I'm sure the R10 will evolve for next year's rules wherever it may compete. That said, you're presuming the R10 will be back in America. Of that I'm not terribly certain.


----------



## chernaudi (Oct 6, 2006)

*Re: 2008 Audi R10(speculative) question ([email protected])*

Why wouldn't it be back in the ALMS? Audi doesn't want to have anything to do with the European LMS series from what I've heard(marketing and publicity related). What else would Audi do with the R10? Run Le Mans only?
I really don't want Audi to run only 1-3 races a year. I would like them to do LMS, but I'd never get to see any TV coverage. But I'd rather them do the ALMS. If they run the '08 cars all year, or most of the year, with updated '07 spec car running the races before/just after Le Mans, and if IMSA keeps the rules stable(keep the PLM type LMP1 rules the same, and add the 50kgs to the LMP2 cars), Audi should be able to have a year like the years of 2000-'06 again.
This wouldn't have anything to do with Audi not being quite able to start selling their TDI models as early as they intially wanted to, wouldn't it? Or are there still some ill feelings directed towards IMSA?
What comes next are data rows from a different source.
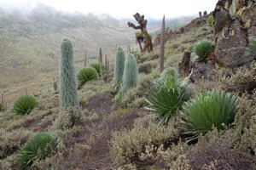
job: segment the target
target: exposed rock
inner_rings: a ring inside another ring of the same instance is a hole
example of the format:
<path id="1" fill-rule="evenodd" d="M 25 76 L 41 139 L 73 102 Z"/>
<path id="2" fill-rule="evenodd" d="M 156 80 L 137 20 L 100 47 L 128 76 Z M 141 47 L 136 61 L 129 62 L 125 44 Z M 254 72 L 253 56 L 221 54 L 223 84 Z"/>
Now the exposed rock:
<path id="1" fill-rule="evenodd" d="M 226 9 L 218 6 L 216 7 L 213 16 L 215 17 L 213 32 L 217 34 L 228 24 L 230 17 Z"/>

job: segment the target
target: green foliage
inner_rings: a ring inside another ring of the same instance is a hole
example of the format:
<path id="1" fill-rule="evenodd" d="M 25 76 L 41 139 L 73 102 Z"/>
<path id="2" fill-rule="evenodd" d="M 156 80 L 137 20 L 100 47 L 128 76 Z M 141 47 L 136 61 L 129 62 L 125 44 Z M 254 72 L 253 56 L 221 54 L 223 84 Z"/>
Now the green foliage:
<path id="1" fill-rule="evenodd" d="M 121 91 L 127 91 L 139 84 L 138 68 L 135 57 L 129 54 L 125 62 Z"/>
<path id="2" fill-rule="evenodd" d="M 90 80 L 95 80 L 98 78 L 98 73 L 93 67 L 85 67 L 79 71 L 78 73 L 78 81 L 79 86 L 83 86 L 86 82 Z"/>
<path id="3" fill-rule="evenodd" d="M 166 125 L 181 110 L 190 97 L 189 90 L 179 84 L 177 73 L 172 68 L 155 81 L 146 99 L 152 117 L 159 125 Z"/>
<path id="4" fill-rule="evenodd" d="M 198 62 L 205 62 L 213 50 L 211 40 L 202 40 L 194 46 L 194 53 L 198 56 Z"/>
<path id="5" fill-rule="evenodd" d="M 160 80 L 164 82 L 165 87 L 168 89 L 178 88 L 178 77 L 177 71 L 169 67 L 161 73 Z"/>
<path id="6" fill-rule="evenodd" d="M 72 42 L 65 38 L 61 43 L 61 58 L 60 65 L 60 109 L 67 106 L 79 106 L 78 86 L 73 64 Z"/>
<path id="7" fill-rule="evenodd" d="M 141 57 L 143 56 L 143 54 L 141 53 L 139 53 L 136 50 L 132 50 L 131 52 L 131 54 L 132 54 L 136 59 L 141 59 Z"/>
<path id="8" fill-rule="evenodd" d="M 143 37 L 144 33 L 142 31 L 136 31 L 135 36 L 136 36 L 136 37 Z"/>
<path id="9" fill-rule="evenodd" d="M 95 70 L 96 70 L 98 74 L 100 74 L 101 66 L 102 66 L 102 72 L 106 71 L 106 66 L 104 65 L 101 65 L 98 63 L 93 63 L 93 64 L 90 64 L 90 66 L 92 68 L 95 68 Z"/>
<path id="10" fill-rule="evenodd" d="M 58 89 L 58 85 L 57 85 L 57 82 L 54 82 L 54 83 L 53 83 L 53 88 L 54 88 L 54 91 L 56 92 L 57 89 Z"/>
<path id="11" fill-rule="evenodd" d="M 22 167 L 49 157 L 57 150 L 58 139 L 47 133 L 39 133 L 31 138 L 19 151 L 16 162 Z"/>
<path id="12" fill-rule="evenodd" d="M 20 96 L 14 104 L 13 111 L 17 115 L 29 114 L 36 106 L 38 101 L 31 95 Z"/>
<path id="13" fill-rule="evenodd" d="M 256 39 L 252 40 L 247 47 L 247 50 L 256 55 Z"/>
<path id="14" fill-rule="evenodd" d="M 188 48 L 188 51 L 189 51 L 190 53 L 193 53 L 194 52 L 194 48 L 195 48 L 195 44 L 191 44 L 189 46 Z"/>
<path id="15" fill-rule="evenodd" d="M 208 26 L 212 27 L 214 23 L 214 18 L 212 15 L 209 16 L 207 19 Z"/>
<path id="16" fill-rule="evenodd" d="M 0 103 L 0 111 L 3 111 L 5 109 L 4 105 L 3 103 Z"/>
<path id="17" fill-rule="evenodd" d="M 183 125 L 186 133 L 192 134 L 190 140 L 200 133 L 216 128 L 223 129 L 234 122 L 236 97 L 224 92 L 207 92 L 186 103 L 183 107 Z"/>
<path id="18" fill-rule="evenodd" d="M 171 56 L 173 54 L 173 50 L 170 48 L 167 48 L 165 50 L 165 59 L 166 59 L 167 57 Z"/>
<path id="19" fill-rule="evenodd" d="M 125 52 L 122 48 L 119 47 L 114 63 L 113 82 L 119 85 L 122 82 L 124 68 L 125 68 Z"/>

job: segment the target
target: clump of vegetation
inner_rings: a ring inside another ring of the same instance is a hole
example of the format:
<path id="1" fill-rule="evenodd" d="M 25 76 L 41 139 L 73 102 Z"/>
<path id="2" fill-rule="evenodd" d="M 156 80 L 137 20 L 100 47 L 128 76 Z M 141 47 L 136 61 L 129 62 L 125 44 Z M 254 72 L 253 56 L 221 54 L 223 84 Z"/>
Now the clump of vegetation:
<path id="1" fill-rule="evenodd" d="M 73 65 L 73 50 L 72 42 L 65 38 L 61 43 L 61 58 L 60 65 L 60 109 L 67 106 L 79 106 L 78 86 Z"/>
<path id="2" fill-rule="evenodd" d="M 208 26 L 212 27 L 214 23 L 214 18 L 212 15 L 209 16 L 207 19 Z"/>
<path id="3" fill-rule="evenodd" d="M 233 149 L 232 137 L 201 137 L 187 154 L 192 169 L 255 169 L 255 158 Z"/>
<path id="4" fill-rule="evenodd" d="M 38 105 L 37 99 L 31 95 L 20 96 L 15 103 L 13 111 L 17 115 L 29 114 Z"/>
<path id="5" fill-rule="evenodd" d="M 121 91 L 127 91 L 139 85 L 138 68 L 135 57 L 129 54 L 125 62 Z"/>
<path id="6" fill-rule="evenodd" d="M 212 50 L 213 46 L 211 40 L 200 41 L 194 46 L 194 53 L 198 57 L 198 62 L 205 62 L 207 59 L 209 59 Z"/>
<path id="7" fill-rule="evenodd" d="M 95 70 L 97 71 L 98 74 L 100 74 L 101 69 L 102 69 L 102 72 L 106 71 L 106 66 L 102 64 L 93 63 L 93 64 L 90 64 L 90 66 L 92 68 L 95 68 Z"/>
<path id="8" fill-rule="evenodd" d="M 5 109 L 4 105 L 3 103 L 0 103 L 0 111 L 3 111 Z"/>
<path id="9" fill-rule="evenodd" d="M 176 71 L 169 68 L 154 82 L 146 102 L 153 119 L 166 125 L 189 99 L 188 89 L 180 85 Z"/>
<path id="10" fill-rule="evenodd" d="M 58 148 L 58 139 L 47 133 L 39 133 L 31 138 L 19 151 L 16 162 L 22 167 L 32 166 L 52 156 Z"/>
<path id="11" fill-rule="evenodd" d="M 256 39 L 253 39 L 250 42 L 247 50 L 253 54 L 256 55 Z"/>
<path id="12" fill-rule="evenodd" d="M 56 82 L 53 82 L 53 88 L 54 88 L 54 92 L 56 92 L 58 90 L 58 85 Z"/>
<path id="13" fill-rule="evenodd" d="M 96 80 L 98 78 L 97 71 L 93 67 L 85 67 L 78 73 L 79 85 L 81 87 L 90 80 Z"/>
<path id="14" fill-rule="evenodd" d="M 114 62 L 114 76 L 113 82 L 118 87 L 122 82 L 124 68 L 125 68 L 125 56 L 122 48 L 119 47 L 117 49 L 115 62 Z"/>
<path id="15" fill-rule="evenodd" d="M 137 169 L 132 165 L 131 159 L 134 156 L 145 153 L 146 145 L 154 144 L 157 147 L 166 140 L 172 141 L 178 137 L 181 128 L 174 125 L 176 121 L 170 122 L 166 127 L 159 127 L 146 116 L 136 120 L 131 131 L 124 129 L 114 132 L 110 141 L 110 154 L 115 165 L 120 169 L 127 169 L 127 166 Z"/>
<path id="16" fill-rule="evenodd" d="M 193 140 L 216 128 L 224 129 L 232 125 L 237 111 L 236 97 L 224 92 L 207 92 L 186 103 L 183 123 Z"/>

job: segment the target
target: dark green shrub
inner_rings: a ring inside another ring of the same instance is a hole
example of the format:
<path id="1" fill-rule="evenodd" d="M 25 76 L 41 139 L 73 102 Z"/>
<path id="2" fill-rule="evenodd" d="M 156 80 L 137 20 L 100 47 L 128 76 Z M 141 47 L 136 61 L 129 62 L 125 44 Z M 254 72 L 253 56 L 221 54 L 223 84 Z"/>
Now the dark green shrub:
<path id="1" fill-rule="evenodd" d="M 121 91 L 127 91 L 139 84 L 138 68 L 135 57 L 129 54 L 125 62 Z"/>
<path id="2" fill-rule="evenodd" d="M 20 96 L 15 103 L 13 111 L 17 115 L 29 114 L 38 105 L 37 99 L 31 95 Z"/>
<path id="3" fill-rule="evenodd" d="M 247 50 L 256 55 L 256 39 L 252 40 L 247 47 Z"/>
<path id="4" fill-rule="evenodd" d="M 100 69 L 102 66 L 102 71 L 105 72 L 106 71 L 106 66 L 98 63 L 93 63 L 90 65 L 90 67 L 95 68 L 96 70 L 97 73 L 100 74 Z"/>
<path id="5" fill-rule="evenodd" d="M 194 53 L 198 56 L 198 62 L 205 62 L 210 57 L 213 50 L 211 40 L 202 40 L 196 42 L 194 46 Z"/>
<path id="6" fill-rule="evenodd" d="M 85 67 L 79 71 L 78 74 L 78 80 L 79 86 L 83 86 L 86 82 L 90 80 L 95 80 L 98 78 L 98 73 L 93 67 Z"/>
<path id="7" fill-rule="evenodd" d="M 22 167 L 30 167 L 36 162 L 51 156 L 58 147 L 58 139 L 47 133 L 39 133 L 31 138 L 19 151 L 16 162 Z"/>
<path id="8" fill-rule="evenodd" d="M 4 105 L 3 103 L 0 103 L 0 111 L 3 111 L 5 109 Z"/>
<path id="9" fill-rule="evenodd" d="M 65 38 L 61 43 L 60 65 L 60 110 L 67 106 L 79 106 L 78 86 L 73 64 L 72 42 Z"/>
<path id="10" fill-rule="evenodd" d="M 195 139 L 200 133 L 217 128 L 223 129 L 233 123 L 236 109 L 236 97 L 224 92 L 207 92 L 191 99 L 183 106 L 186 133 Z"/>
<path id="11" fill-rule="evenodd" d="M 123 74 L 124 74 L 124 68 L 125 68 L 125 52 L 122 48 L 119 47 L 114 61 L 114 76 L 113 76 L 113 82 L 119 86 L 122 82 Z"/>

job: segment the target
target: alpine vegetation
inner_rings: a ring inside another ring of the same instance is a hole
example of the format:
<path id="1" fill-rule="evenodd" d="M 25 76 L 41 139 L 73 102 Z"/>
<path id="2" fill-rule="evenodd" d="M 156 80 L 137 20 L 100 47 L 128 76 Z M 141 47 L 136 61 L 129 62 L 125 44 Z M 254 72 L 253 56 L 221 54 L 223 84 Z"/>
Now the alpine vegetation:
<path id="1" fill-rule="evenodd" d="M 60 109 L 67 106 L 79 106 L 78 86 L 73 65 L 73 51 L 72 42 L 65 38 L 61 43 L 61 58 L 60 65 Z"/>
<path id="2" fill-rule="evenodd" d="M 29 114 L 38 105 L 37 99 L 31 95 L 20 96 L 14 104 L 13 111 L 17 115 Z"/>
<path id="3" fill-rule="evenodd" d="M 122 82 L 124 67 L 125 67 L 125 57 L 124 49 L 119 47 L 115 56 L 114 76 L 113 76 L 113 82 L 115 82 L 118 86 L 119 86 L 119 84 Z"/>
<path id="4" fill-rule="evenodd" d="M 58 139 L 47 133 L 39 133 L 31 138 L 19 151 L 16 162 L 22 167 L 52 156 L 58 148 Z"/>
<path id="5" fill-rule="evenodd" d="M 139 84 L 139 76 L 137 60 L 133 54 L 129 54 L 125 59 L 121 91 L 125 92 Z"/>
<path id="6" fill-rule="evenodd" d="M 145 101 L 152 118 L 159 125 L 166 125 L 189 97 L 190 93 L 180 84 L 176 71 L 167 68 L 160 79 L 154 81 Z"/>
<path id="7" fill-rule="evenodd" d="M 78 80 L 79 87 L 83 86 L 86 82 L 90 80 L 95 80 L 98 78 L 97 71 L 93 67 L 85 67 L 79 71 L 78 73 Z"/>
<path id="8" fill-rule="evenodd" d="M 183 121 L 189 139 L 197 139 L 200 133 L 217 128 L 224 129 L 231 125 L 237 110 L 237 99 L 231 94 L 207 92 L 191 99 L 183 107 Z"/>

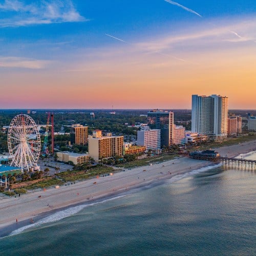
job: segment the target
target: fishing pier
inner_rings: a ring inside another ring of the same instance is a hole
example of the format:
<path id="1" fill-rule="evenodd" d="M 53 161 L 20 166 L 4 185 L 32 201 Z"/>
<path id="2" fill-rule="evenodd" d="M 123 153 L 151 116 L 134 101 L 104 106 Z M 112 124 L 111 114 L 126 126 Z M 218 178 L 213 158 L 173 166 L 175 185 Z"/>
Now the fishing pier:
<path id="1" fill-rule="evenodd" d="M 234 157 L 222 157 L 214 151 L 195 151 L 189 154 L 189 157 L 193 159 L 211 161 L 216 163 L 221 163 L 227 166 L 236 166 L 238 167 L 245 167 L 256 169 L 256 160 L 235 158 Z"/>
<path id="2" fill-rule="evenodd" d="M 221 156 L 218 158 L 218 160 L 219 162 L 228 166 L 235 165 L 238 167 L 245 167 L 245 168 L 256 169 L 256 160 Z"/>

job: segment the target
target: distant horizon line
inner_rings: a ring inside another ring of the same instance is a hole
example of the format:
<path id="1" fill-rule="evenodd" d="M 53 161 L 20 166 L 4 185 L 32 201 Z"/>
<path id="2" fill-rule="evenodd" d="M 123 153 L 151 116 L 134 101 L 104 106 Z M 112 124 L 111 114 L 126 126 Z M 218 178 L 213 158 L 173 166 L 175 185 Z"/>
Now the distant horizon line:
<path id="1" fill-rule="evenodd" d="M 32 108 L 25 108 L 25 109 L 0 109 L 0 111 L 6 111 L 6 110 L 30 110 L 31 111 L 33 111 L 35 110 L 108 110 L 108 111 L 115 111 L 115 110 L 191 110 L 191 109 L 165 109 L 165 108 L 159 108 L 159 109 L 32 109 Z M 230 109 L 228 110 L 250 110 L 250 111 L 256 111 L 256 109 Z"/>

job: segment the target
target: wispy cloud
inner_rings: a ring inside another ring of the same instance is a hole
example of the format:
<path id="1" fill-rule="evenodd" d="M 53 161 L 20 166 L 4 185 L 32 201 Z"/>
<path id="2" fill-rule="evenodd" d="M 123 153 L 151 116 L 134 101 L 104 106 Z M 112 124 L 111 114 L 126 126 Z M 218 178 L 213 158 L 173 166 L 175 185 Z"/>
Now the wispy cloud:
<path id="1" fill-rule="evenodd" d="M 191 13 L 194 13 L 194 14 L 196 14 L 199 17 L 202 17 L 199 13 L 198 13 L 197 12 L 195 12 L 195 11 L 193 11 L 191 9 L 189 9 L 187 7 L 186 7 L 185 6 L 183 6 L 183 5 L 180 5 L 180 4 L 178 4 L 178 3 L 176 3 L 175 2 L 171 1 L 170 0 L 164 0 L 165 2 L 167 2 L 167 3 L 169 3 L 169 4 L 171 4 L 172 5 L 176 5 L 177 6 L 178 6 L 179 7 L 180 7 L 181 8 L 184 9 L 184 10 L 185 10 L 186 11 L 187 11 L 188 12 L 191 12 Z"/>
<path id="2" fill-rule="evenodd" d="M 18 57 L 0 56 L 0 68 L 19 68 L 29 69 L 45 68 L 50 61 Z"/>
<path id="3" fill-rule="evenodd" d="M 42 0 L 30 5 L 22 0 L 5 0 L 0 12 L 8 18 L 0 19 L 0 27 L 19 27 L 51 23 L 84 22 L 70 0 Z"/>
<path id="4" fill-rule="evenodd" d="M 226 21 L 224 20 L 225 25 L 218 27 L 215 25 L 214 28 L 211 28 L 208 25 L 204 25 L 201 28 L 197 27 L 194 32 L 192 31 L 178 35 L 166 35 L 152 41 L 138 42 L 136 45 L 138 47 L 148 51 L 162 52 L 176 46 L 179 47 L 181 43 L 188 47 L 193 44 L 198 46 L 202 44 L 205 47 L 205 42 L 207 42 L 207 45 L 212 47 L 218 44 L 223 45 L 224 41 L 230 42 L 254 41 L 256 36 L 255 22 L 255 19 L 252 18 L 249 22 L 242 21 L 236 24 L 227 24 Z M 241 35 L 241 32 L 243 32 L 243 36 Z"/>
<path id="5" fill-rule="evenodd" d="M 124 40 L 122 40 L 122 39 L 121 39 L 118 38 L 118 37 L 116 37 L 115 36 L 113 36 L 113 35 L 110 35 L 110 34 L 105 34 L 105 35 L 106 35 L 106 36 L 109 36 L 109 37 L 112 37 L 112 38 L 114 38 L 114 39 L 116 39 L 116 40 L 118 40 L 119 41 L 121 41 L 121 42 L 125 42 L 125 43 L 126 43 L 126 44 L 128 44 L 129 45 L 133 45 L 134 47 L 136 47 L 136 44 L 130 44 L 130 42 L 127 42 L 127 41 L 124 41 Z M 144 48 L 143 48 L 143 49 L 142 49 L 142 48 L 141 48 L 141 50 L 143 50 L 143 51 L 144 51 L 145 49 Z M 168 57 L 172 57 L 172 58 L 175 58 L 175 59 L 178 59 L 178 60 L 182 60 L 182 61 L 186 61 L 186 60 L 184 60 L 184 59 L 181 59 L 181 58 L 178 58 L 178 57 L 175 57 L 175 56 L 172 56 L 172 55 L 166 55 L 166 54 L 163 54 L 163 53 L 161 53 L 161 52 L 158 52 L 158 51 L 151 51 L 150 53 L 153 53 L 153 54 L 154 54 L 154 53 L 156 53 L 156 54 L 160 54 L 160 55 L 163 55 L 163 56 L 168 56 Z"/>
_Modified by chernaudi at 12:45 AM 9-27-2007_


----------



## Tanner74 (Jul 28, 2003)

Why wouldn't they want to run in the ALMS? Could be a business reason. Manufacturers only run if it makes sense - that there is some sort of return on investment.
Everything you mention is just pure speculation. If Audi wants to return to the ALMS next year they will announce it. No different like what they did last year in their communications.


----------



## chernaudi (Oct 6, 2006)

*Re: (Tanner74)*

At http://www.audiusdiesel.com Johan de Nysschen makes a reference to Audi possibly returning to the ALMS in '08.
It also seems that Aud thinks that they can get the R10 down fairly close to 900kgs for next year:
http://sportscaranalytics.com/?p=250#more-250
There is also an interview with Dr. Ullrich to follow at a later time.



_Modified by chernaudi at 10:43 PM 10-1-2007_


----------